Assim, os titulares de benefícios de aposentadoria e pensão do Regime Geral de Previdência Social podem autorizar o INSS a proceder aos descontos em seus benefícios dos valores referentes a pagamento de empréstimos, financiamentos e operações de arrendamento mercantil, quando previstos no contrato, nas condições estabelecidas, observadas as normas editadas pelo INSS, dispostas acima.
Analisando-se, portanto, a legitimidade passiva do INSS, há de se ressaltar o disposto no artigo 1º da Lei 10.953/2044, o qual torna imprescindível, para o desconto de prestações decorrentes de contrato entre o segurado e a instituição financeira, a autorização do segurado tanto para o INSS proceder aos descontos, como para a instituição financeira, no caso em tela a CEF, em que recebe o seu benefício, reter os valores referentes aos pagamentos mensais. Esta autorização é, por força de lei, irretratável e irrevogável.
Neste sentido, incabível o reconhecimento de ilegitimidade do INSS, porquanto responsável pela retenção dos valores autorizados pelo beneficiário e repasse à instituição financeira nas operações de desconto de empréstimos consignados, financiamentos e operações de arrendamento mercantil.
Refiro, a respeito, jurisprudência do Tribunal Regional Federal da 4ª Região:
ADMINISTRATIVO. DESCONTO INDEVIDO DE BENEFÍCIO PREVIDENCIÁRIO. CONTRATO BANCÁRIO FRAUDADO. RESPONSABILIDADE DA CEF E DO INSS. REPARAÇÃO DO DANO MORAL COMPROVADO. VALOR FIXADO EM R$ 5.000,00 A TÍTULO DE DANOS MORAIS, QUE SE MOSTRA COMPATÍVEL COM OS FATOS DA CAUSA E PROVAS DOS AUTOS. CONSECTÁRIOS LEGAIS ADEQUADAMENTE ESTIPULADOS. Sentença de parcial procedência mantida. Remessa necessária e apelações improvidas. (TRF4 5022198-51.2011.404.7100, QUARTA TURMA, Relator CANDIDO ALFREDO SILVA LEAL JUNIOR, juntado aos autos em 24/04/2017)

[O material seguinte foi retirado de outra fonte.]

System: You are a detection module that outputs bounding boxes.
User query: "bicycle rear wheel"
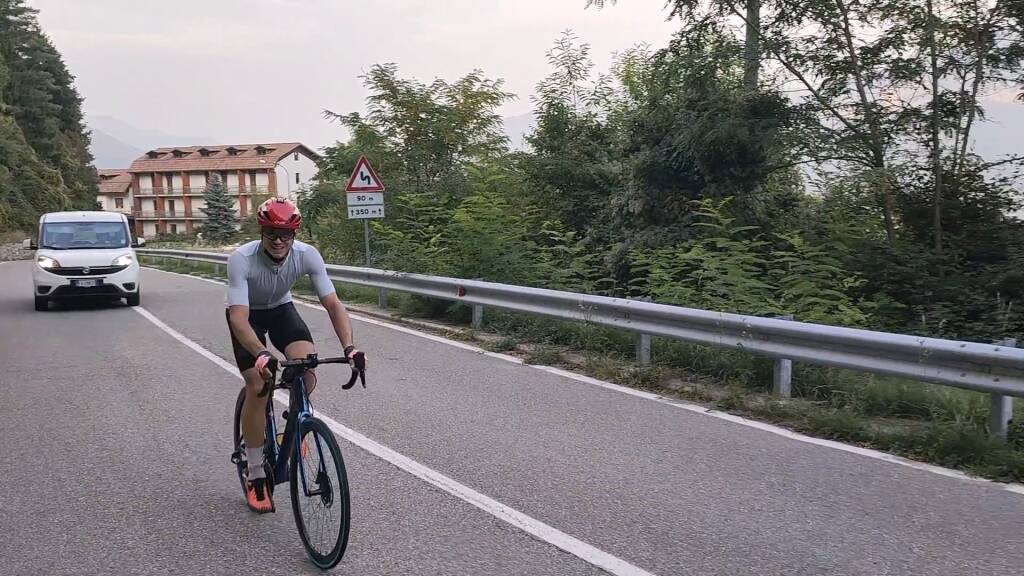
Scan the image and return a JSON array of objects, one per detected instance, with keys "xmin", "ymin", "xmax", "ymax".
[
  {"xmin": 289, "ymin": 418, "xmax": 351, "ymax": 569},
  {"xmin": 231, "ymin": 386, "xmax": 248, "ymax": 494}
]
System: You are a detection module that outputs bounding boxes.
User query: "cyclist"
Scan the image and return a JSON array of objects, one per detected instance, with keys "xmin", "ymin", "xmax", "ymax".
[{"xmin": 225, "ymin": 198, "xmax": 358, "ymax": 513}]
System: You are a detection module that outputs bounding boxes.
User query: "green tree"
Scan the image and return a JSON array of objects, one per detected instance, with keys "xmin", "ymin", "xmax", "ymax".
[
  {"xmin": 200, "ymin": 173, "xmax": 238, "ymax": 244},
  {"xmin": 0, "ymin": 0, "xmax": 97, "ymax": 228}
]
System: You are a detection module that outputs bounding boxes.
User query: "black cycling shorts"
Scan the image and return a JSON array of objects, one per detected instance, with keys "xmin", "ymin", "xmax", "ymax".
[{"xmin": 224, "ymin": 302, "xmax": 313, "ymax": 372}]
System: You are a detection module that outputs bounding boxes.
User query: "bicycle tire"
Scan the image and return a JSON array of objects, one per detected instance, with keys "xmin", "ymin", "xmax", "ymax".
[
  {"xmin": 289, "ymin": 418, "xmax": 351, "ymax": 570},
  {"xmin": 231, "ymin": 386, "xmax": 247, "ymax": 494}
]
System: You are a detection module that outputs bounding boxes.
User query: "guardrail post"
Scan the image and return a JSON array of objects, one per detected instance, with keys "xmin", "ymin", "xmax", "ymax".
[
  {"xmin": 988, "ymin": 338, "xmax": 1017, "ymax": 440},
  {"xmin": 636, "ymin": 296, "xmax": 651, "ymax": 366},
  {"xmin": 471, "ymin": 304, "xmax": 483, "ymax": 330},
  {"xmin": 772, "ymin": 314, "xmax": 793, "ymax": 398}
]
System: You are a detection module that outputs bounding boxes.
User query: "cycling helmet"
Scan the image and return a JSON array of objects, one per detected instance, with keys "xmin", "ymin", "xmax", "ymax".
[{"xmin": 256, "ymin": 198, "xmax": 302, "ymax": 230}]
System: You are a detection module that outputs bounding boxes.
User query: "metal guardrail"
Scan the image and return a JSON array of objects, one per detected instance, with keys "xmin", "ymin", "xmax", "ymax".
[{"xmin": 137, "ymin": 245, "xmax": 1024, "ymax": 436}]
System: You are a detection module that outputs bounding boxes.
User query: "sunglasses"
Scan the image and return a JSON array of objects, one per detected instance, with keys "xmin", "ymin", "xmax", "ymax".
[{"xmin": 263, "ymin": 229, "xmax": 295, "ymax": 242}]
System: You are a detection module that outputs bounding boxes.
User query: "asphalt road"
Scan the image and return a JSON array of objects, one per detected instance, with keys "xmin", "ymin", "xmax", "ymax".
[{"xmin": 0, "ymin": 261, "xmax": 1024, "ymax": 576}]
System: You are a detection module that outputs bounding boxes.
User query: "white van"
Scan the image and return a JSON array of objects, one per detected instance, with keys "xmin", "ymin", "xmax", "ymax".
[{"xmin": 24, "ymin": 212, "xmax": 145, "ymax": 311}]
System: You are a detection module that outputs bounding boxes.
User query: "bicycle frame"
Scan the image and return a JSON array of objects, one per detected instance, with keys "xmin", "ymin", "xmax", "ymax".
[{"xmin": 266, "ymin": 374, "xmax": 325, "ymax": 496}]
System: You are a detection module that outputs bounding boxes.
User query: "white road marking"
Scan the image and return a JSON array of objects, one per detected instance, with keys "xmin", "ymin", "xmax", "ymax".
[
  {"xmin": 133, "ymin": 306, "xmax": 654, "ymax": 576},
  {"xmin": 138, "ymin": 269, "xmax": 1024, "ymax": 495}
]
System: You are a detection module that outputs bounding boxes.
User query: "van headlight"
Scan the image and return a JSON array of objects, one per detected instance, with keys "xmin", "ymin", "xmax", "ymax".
[{"xmin": 36, "ymin": 256, "xmax": 60, "ymax": 270}]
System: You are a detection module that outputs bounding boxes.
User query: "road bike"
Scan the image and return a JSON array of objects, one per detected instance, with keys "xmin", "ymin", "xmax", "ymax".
[{"xmin": 231, "ymin": 353, "xmax": 367, "ymax": 570}]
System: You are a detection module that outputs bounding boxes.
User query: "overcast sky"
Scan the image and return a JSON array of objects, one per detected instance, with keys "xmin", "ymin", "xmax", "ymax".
[{"xmin": 29, "ymin": 0, "xmax": 676, "ymax": 147}]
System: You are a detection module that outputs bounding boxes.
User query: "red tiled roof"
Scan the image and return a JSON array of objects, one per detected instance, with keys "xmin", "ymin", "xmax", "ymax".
[
  {"xmin": 96, "ymin": 168, "xmax": 131, "ymax": 194},
  {"xmin": 128, "ymin": 142, "xmax": 317, "ymax": 173}
]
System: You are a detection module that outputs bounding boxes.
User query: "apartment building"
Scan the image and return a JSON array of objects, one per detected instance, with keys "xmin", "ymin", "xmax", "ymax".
[
  {"xmin": 96, "ymin": 169, "xmax": 132, "ymax": 215},
  {"xmin": 124, "ymin": 142, "xmax": 317, "ymax": 237}
]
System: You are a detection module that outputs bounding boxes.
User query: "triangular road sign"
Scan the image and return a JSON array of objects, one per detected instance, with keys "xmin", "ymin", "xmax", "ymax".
[{"xmin": 345, "ymin": 156, "xmax": 384, "ymax": 192}]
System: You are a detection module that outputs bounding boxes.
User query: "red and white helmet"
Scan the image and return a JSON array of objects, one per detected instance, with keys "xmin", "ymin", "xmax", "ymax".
[{"xmin": 256, "ymin": 198, "xmax": 302, "ymax": 230}]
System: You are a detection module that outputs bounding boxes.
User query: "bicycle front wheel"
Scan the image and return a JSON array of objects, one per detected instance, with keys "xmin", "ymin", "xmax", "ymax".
[{"xmin": 289, "ymin": 418, "xmax": 351, "ymax": 569}]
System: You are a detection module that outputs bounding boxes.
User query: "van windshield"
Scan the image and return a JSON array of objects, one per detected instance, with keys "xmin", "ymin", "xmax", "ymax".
[{"xmin": 39, "ymin": 222, "xmax": 128, "ymax": 250}]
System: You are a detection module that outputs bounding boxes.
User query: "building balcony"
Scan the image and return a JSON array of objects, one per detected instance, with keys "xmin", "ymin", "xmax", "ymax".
[
  {"xmin": 131, "ymin": 210, "xmax": 206, "ymax": 220},
  {"xmin": 135, "ymin": 186, "xmax": 270, "ymax": 197}
]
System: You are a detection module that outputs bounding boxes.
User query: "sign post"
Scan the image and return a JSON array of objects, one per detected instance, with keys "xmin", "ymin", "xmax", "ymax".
[{"xmin": 345, "ymin": 155, "xmax": 387, "ymax": 307}]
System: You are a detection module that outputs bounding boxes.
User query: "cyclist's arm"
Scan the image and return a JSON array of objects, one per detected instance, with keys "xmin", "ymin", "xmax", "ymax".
[
  {"xmin": 227, "ymin": 252, "xmax": 266, "ymax": 357},
  {"xmin": 305, "ymin": 245, "xmax": 352, "ymax": 348},
  {"xmin": 321, "ymin": 292, "xmax": 353, "ymax": 349}
]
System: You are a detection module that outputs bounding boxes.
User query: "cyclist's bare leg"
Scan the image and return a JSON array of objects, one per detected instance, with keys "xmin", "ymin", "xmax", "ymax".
[
  {"xmin": 242, "ymin": 368, "xmax": 272, "ymax": 453},
  {"xmin": 285, "ymin": 340, "xmax": 316, "ymax": 395}
]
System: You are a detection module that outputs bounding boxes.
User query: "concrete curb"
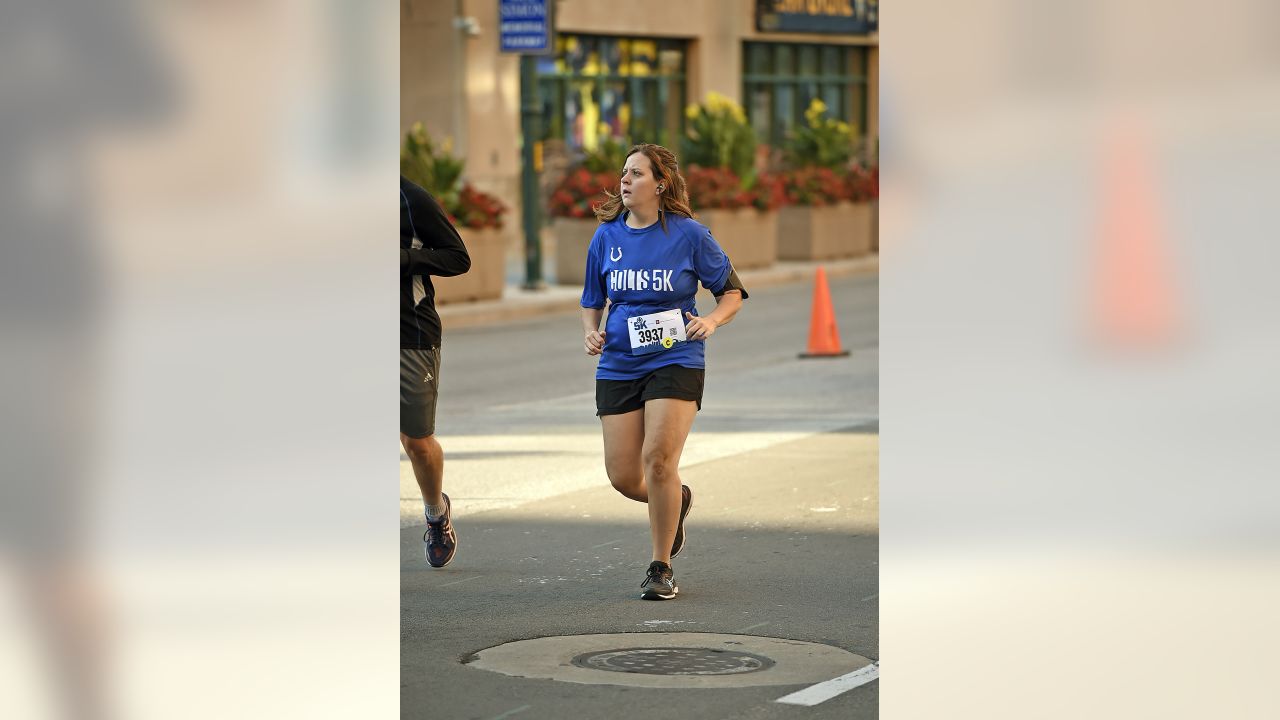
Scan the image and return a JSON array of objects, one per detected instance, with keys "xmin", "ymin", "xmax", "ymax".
[{"xmin": 439, "ymin": 255, "xmax": 879, "ymax": 329}]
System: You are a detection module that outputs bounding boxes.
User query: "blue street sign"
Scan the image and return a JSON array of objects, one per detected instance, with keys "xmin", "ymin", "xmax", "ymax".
[{"xmin": 498, "ymin": 0, "xmax": 552, "ymax": 55}]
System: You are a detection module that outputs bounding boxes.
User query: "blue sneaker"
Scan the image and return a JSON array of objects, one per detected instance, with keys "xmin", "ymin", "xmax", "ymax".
[
  {"xmin": 422, "ymin": 493, "xmax": 458, "ymax": 568},
  {"xmin": 640, "ymin": 560, "xmax": 680, "ymax": 600}
]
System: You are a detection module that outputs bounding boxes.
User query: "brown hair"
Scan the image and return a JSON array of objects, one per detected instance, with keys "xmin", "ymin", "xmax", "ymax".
[{"xmin": 595, "ymin": 142, "xmax": 694, "ymax": 232}]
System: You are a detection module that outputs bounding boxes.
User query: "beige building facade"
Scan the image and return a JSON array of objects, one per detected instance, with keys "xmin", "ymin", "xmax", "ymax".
[{"xmin": 401, "ymin": 0, "xmax": 879, "ymax": 242}]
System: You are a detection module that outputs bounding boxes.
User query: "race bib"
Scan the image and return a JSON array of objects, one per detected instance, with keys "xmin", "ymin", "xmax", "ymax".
[{"xmin": 627, "ymin": 310, "xmax": 685, "ymax": 355}]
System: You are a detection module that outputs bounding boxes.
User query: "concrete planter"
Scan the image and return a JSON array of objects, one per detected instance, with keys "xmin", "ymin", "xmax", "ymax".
[
  {"xmin": 778, "ymin": 202, "xmax": 872, "ymax": 260},
  {"xmin": 552, "ymin": 218, "xmax": 600, "ymax": 287},
  {"xmin": 431, "ymin": 228, "xmax": 506, "ymax": 305},
  {"xmin": 698, "ymin": 208, "xmax": 778, "ymax": 270}
]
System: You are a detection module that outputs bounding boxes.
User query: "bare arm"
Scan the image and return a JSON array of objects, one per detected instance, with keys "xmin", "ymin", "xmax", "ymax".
[
  {"xmin": 582, "ymin": 307, "xmax": 604, "ymax": 355},
  {"xmin": 685, "ymin": 290, "xmax": 742, "ymax": 340}
]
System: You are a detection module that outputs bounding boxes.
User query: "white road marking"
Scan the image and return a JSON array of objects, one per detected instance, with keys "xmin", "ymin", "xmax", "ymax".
[
  {"xmin": 440, "ymin": 575, "xmax": 484, "ymax": 588},
  {"xmin": 774, "ymin": 661, "xmax": 879, "ymax": 706}
]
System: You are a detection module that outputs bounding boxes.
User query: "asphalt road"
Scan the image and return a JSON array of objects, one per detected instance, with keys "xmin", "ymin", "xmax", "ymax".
[{"xmin": 401, "ymin": 275, "xmax": 878, "ymax": 719}]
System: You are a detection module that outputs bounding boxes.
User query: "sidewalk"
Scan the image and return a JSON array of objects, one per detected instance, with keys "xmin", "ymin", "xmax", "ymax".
[{"xmin": 439, "ymin": 255, "xmax": 879, "ymax": 329}]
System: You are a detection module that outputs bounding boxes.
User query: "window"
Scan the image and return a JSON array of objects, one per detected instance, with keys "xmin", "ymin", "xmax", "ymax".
[
  {"xmin": 538, "ymin": 35, "xmax": 686, "ymax": 150},
  {"xmin": 742, "ymin": 42, "xmax": 867, "ymax": 147}
]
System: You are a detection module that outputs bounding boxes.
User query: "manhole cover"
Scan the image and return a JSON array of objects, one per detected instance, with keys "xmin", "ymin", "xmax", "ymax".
[
  {"xmin": 572, "ymin": 647, "xmax": 773, "ymax": 675},
  {"xmin": 463, "ymin": 633, "xmax": 872, "ymax": 688}
]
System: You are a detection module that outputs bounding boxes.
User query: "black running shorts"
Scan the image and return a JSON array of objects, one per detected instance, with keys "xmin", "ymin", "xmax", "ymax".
[
  {"xmin": 595, "ymin": 365, "xmax": 705, "ymax": 415},
  {"xmin": 401, "ymin": 347, "xmax": 440, "ymax": 437}
]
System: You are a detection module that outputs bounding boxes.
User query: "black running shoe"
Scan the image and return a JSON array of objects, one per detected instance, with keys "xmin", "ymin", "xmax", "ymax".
[
  {"xmin": 640, "ymin": 560, "xmax": 680, "ymax": 600},
  {"xmin": 671, "ymin": 486, "xmax": 694, "ymax": 557},
  {"xmin": 422, "ymin": 493, "xmax": 458, "ymax": 568}
]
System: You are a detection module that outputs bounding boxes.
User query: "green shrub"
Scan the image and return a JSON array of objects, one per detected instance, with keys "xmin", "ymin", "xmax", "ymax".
[
  {"xmin": 783, "ymin": 97, "xmax": 858, "ymax": 170},
  {"xmin": 681, "ymin": 92, "xmax": 755, "ymax": 187}
]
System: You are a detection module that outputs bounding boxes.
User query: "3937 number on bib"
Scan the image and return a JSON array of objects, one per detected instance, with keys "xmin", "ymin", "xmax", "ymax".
[{"xmin": 627, "ymin": 310, "xmax": 686, "ymax": 355}]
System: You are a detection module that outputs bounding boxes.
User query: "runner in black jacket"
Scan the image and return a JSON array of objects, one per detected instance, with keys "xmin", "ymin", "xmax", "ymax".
[{"xmin": 401, "ymin": 176, "xmax": 471, "ymax": 568}]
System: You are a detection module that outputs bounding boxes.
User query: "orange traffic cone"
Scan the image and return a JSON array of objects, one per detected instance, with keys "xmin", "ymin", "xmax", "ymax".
[
  {"xmin": 800, "ymin": 265, "xmax": 849, "ymax": 357},
  {"xmin": 1093, "ymin": 122, "xmax": 1181, "ymax": 348}
]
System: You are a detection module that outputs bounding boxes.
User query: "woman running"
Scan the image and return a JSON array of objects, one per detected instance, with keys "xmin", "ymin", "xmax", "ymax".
[{"xmin": 582, "ymin": 143, "xmax": 748, "ymax": 600}]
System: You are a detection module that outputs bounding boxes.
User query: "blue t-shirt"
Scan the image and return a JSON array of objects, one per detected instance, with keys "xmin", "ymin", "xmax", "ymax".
[{"xmin": 582, "ymin": 213, "xmax": 732, "ymax": 380}]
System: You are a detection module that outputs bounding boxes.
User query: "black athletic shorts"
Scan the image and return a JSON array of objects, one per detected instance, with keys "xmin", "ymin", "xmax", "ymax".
[
  {"xmin": 595, "ymin": 365, "xmax": 705, "ymax": 415},
  {"xmin": 401, "ymin": 347, "xmax": 440, "ymax": 437}
]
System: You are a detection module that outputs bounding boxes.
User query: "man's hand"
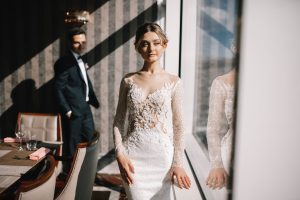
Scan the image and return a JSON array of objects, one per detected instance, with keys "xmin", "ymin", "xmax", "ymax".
[{"xmin": 66, "ymin": 110, "xmax": 72, "ymax": 119}]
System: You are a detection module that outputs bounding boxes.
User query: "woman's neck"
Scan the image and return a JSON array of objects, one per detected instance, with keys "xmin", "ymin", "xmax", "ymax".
[{"xmin": 141, "ymin": 62, "xmax": 163, "ymax": 74}]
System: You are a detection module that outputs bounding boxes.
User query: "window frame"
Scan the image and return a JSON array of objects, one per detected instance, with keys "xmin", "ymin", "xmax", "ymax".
[{"xmin": 161, "ymin": 0, "xmax": 227, "ymax": 200}]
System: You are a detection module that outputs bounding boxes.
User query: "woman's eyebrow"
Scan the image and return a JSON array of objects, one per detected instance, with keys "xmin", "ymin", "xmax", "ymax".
[{"xmin": 141, "ymin": 39, "xmax": 160, "ymax": 43}]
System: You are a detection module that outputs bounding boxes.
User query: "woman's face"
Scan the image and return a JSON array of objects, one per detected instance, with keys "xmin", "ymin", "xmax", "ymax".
[{"xmin": 138, "ymin": 32, "xmax": 167, "ymax": 63}]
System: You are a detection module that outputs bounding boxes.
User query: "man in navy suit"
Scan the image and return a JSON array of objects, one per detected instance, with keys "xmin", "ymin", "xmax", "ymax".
[{"xmin": 54, "ymin": 27, "xmax": 99, "ymax": 172}]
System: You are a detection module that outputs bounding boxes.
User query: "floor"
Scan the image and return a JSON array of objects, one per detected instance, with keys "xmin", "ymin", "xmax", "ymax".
[{"xmin": 92, "ymin": 152, "xmax": 127, "ymax": 200}]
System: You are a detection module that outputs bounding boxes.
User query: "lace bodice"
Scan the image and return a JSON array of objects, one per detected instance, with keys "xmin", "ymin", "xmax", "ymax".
[
  {"xmin": 207, "ymin": 76, "xmax": 235, "ymax": 168},
  {"xmin": 113, "ymin": 73, "xmax": 184, "ymax": 166}
]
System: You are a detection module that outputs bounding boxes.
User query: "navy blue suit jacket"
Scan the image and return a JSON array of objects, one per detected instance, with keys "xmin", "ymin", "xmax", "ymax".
[{"xmin": 54, "ymin": 52, "xmax": 99, "ymax": 116}]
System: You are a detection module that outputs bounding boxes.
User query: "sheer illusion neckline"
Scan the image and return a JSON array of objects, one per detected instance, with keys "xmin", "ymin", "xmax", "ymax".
[{"xmin": 129, "ymin": 79, "xmax": 179, "ymax": 99}]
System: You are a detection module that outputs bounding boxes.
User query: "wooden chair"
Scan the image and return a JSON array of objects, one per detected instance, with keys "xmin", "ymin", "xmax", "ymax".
[
  {"xmin": 16, "ymin": 112, "xmax": 63, "ymax": 175},
  {"xmin": 16, "ymin": 154, "xmax": 56, "ymax": 200},
  {"xmin": 55, "ymin": 132, "xmax": 99, "ymax": 200}
]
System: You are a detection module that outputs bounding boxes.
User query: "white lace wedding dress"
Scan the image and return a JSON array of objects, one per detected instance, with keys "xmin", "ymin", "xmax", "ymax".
[
  {"xmin": 207, "ymin": 74, "xmax": 235, "ymax": 173},
  {"xmin": 114, "ymin": 75, "xmax": 184, "ymax": 200}
]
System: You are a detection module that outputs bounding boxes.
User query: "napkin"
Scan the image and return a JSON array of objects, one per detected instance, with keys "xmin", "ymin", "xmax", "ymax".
[
  {"xmin": 3, "ymin": 137, "xmax": 20, "ymax": 142},
  {"xmin": 29, "ymin": 147, "xmax": 50, "ymax": 160}
]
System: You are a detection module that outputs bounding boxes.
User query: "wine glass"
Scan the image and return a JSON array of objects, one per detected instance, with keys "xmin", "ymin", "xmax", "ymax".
[{"xmin": 15, "ymin": 124, "xmax": 25, "ymax": 151}]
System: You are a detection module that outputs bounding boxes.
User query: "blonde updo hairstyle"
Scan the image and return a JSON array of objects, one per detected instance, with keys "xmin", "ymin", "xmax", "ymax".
[{"xmin": 134, "ymin": 22, "xmax": 168, "ymax": 50}]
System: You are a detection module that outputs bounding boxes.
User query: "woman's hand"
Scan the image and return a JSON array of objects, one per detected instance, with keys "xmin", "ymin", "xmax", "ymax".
[
  {"xmin": 117, "ymin": 154, "xmax": 134, "ymax": 185},
  {"xmin": 206, "ymin": 168, "xmax": 228, "ymax": 189},
  {"xmin": 171, "ymin": 167, "xmax": 191, "ymax": 189}
]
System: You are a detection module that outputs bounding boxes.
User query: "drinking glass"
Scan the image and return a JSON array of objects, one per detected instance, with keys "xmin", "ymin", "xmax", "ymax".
[
  {"xmin": 15, "ymin": 129, "xmax": 24, "ymax": 151},
  {"xmin": 26, "ymin": 133, "xmax": 37, "ymax": 151}
]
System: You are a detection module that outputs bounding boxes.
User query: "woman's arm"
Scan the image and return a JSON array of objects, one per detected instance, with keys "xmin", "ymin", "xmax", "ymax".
[
  {"xmin": 171, "ymin": 79, "xmax": 191, "ymax": 189},
  {"xmin": 113, "ymin": 78, "xmax": 134, "ymax": 184}
]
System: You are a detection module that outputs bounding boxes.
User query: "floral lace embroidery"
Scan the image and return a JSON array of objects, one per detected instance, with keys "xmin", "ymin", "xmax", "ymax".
[
  {"xmin": 127, "ymin": 82, "xmax": 174, "ymax": 133},
  {"xmin": 114, "ymin": 79, "xmax": 184, "ymax": 166}
]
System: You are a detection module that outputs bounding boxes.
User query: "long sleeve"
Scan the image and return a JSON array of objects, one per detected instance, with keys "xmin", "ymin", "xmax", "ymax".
[
  {"xmin": 172, "ymin": 79, "xmax": 185, "ymax": 167},
  {"xmin": 54, "ymin": 63, "xmax": 71, "ymax": 114},
  {"xmin": 113, "ymin": 79, "xmax": 128, "ymax": 156},
  {"xmin": 207, "ymin": 79, "xmax": 228, "ymax": 168}
]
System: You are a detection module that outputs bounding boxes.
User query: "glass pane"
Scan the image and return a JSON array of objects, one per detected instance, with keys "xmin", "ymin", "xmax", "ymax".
[
  {"xmin": 193, "ymin": 0, "xmax": 237, "ymax": 153},
  {"xmin": 193, "ymin": 0, "xmax": 238, "ymax": 194}
]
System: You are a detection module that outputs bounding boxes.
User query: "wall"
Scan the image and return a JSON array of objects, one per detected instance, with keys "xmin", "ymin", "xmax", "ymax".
[
  {"xmin": 233, "ymin": 0, "xmax": 300, "ymax": 200},
  {"xmin": 0, "ymin": 0, "xmax": 157, "ymax": 152}
]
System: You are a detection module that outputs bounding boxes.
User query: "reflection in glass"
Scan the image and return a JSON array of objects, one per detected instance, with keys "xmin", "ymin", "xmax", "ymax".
[{"xmin": 193, "ymin": 0, "xmax": 238, "ymax": 194}]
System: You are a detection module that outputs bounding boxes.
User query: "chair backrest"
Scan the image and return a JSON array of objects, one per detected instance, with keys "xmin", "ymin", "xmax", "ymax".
[
  {"xmin": 16, "ymin": 112, "xmax": 62, "ymax": 175},
  {"xmin": 16, "ymin": 113, "xmax": 62, "ymax": 142},
  {"xmin": 16, "ymin": 154, "xmax": 56, "ymax": 200},
  {"xmin": 55, "ymin": 132, "xmax": 99, "ymax": 200},
  {"xmin": 75, "ymin": 132, "xmax": 99, "ymax": 200}
]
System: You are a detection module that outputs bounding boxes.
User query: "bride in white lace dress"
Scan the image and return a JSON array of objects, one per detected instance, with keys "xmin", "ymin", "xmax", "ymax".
[
  {"xmin": 113, "ymin": 23, "xmax": 191, "ymax": 200},
  {"xmin": 206, "ymin": 69, "xmax": 236, "ymax": 189}
]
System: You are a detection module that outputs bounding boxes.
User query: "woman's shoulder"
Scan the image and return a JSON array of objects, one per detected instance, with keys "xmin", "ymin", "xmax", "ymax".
[
  {"xmin": 165, "ymin": 72, "xmax": 181, "ymax": 84},
  {"xmin": 122, "ymin": 72, "xmax": 137, "ymax": 84}
]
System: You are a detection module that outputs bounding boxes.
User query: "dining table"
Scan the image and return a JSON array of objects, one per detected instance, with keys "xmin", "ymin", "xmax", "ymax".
[{"xmin": 0, "ymin": 141, "xmax": 49, "ymax": 199}]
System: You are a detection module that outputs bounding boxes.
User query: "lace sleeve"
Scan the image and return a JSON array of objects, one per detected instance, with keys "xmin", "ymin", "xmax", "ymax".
[
  {"xmin": 172, "ymin": 79, "xmax": 184, "ymax": 167},
  {"xmin": 207, "ymin": 79, "xmax": 228, "ymax": 168},
  {"xmin": 113, "ymin": 79, "xmax": 127, "ymax": 156}
]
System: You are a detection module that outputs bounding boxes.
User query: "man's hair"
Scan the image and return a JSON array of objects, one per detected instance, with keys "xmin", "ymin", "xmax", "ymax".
[{"xmin": 68, "ymin": 27, "xmax": 86, "ymax": 42}]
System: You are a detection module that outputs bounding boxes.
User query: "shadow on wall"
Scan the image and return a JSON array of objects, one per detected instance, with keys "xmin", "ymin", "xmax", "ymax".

ADMINISTRATIVO. BENEFÍCIO PREVIDENCIÁRIO. EMPRÉSTIMO CONSIGNADO. DESCONTOS INDEVIDOS. INSS. FALHA NOS SERVIÇOS. RESPONSABILIDADE. INDENIZAÇÃO POR DANO MORAL. - Comprovado o evento danoso e o nexo causal, o INSS responde, juntamente com a instituição financeira, pelos descontos indevidos em benefício previdenciário causados por empréstimos consignados fraudulentos. - Há dano moral indenizável decorrente da falha na prestação do serviço previdenciário na hipótese de descontado de valor indevido em benefício previdenciário. (TRF4, AC 5005750-55.2015.404.7005, TERCEIRA TURMA, Relator RICARDO TEIXEIRA DO VALLE PEREIRA, juntado aos autos em 14/07/2016)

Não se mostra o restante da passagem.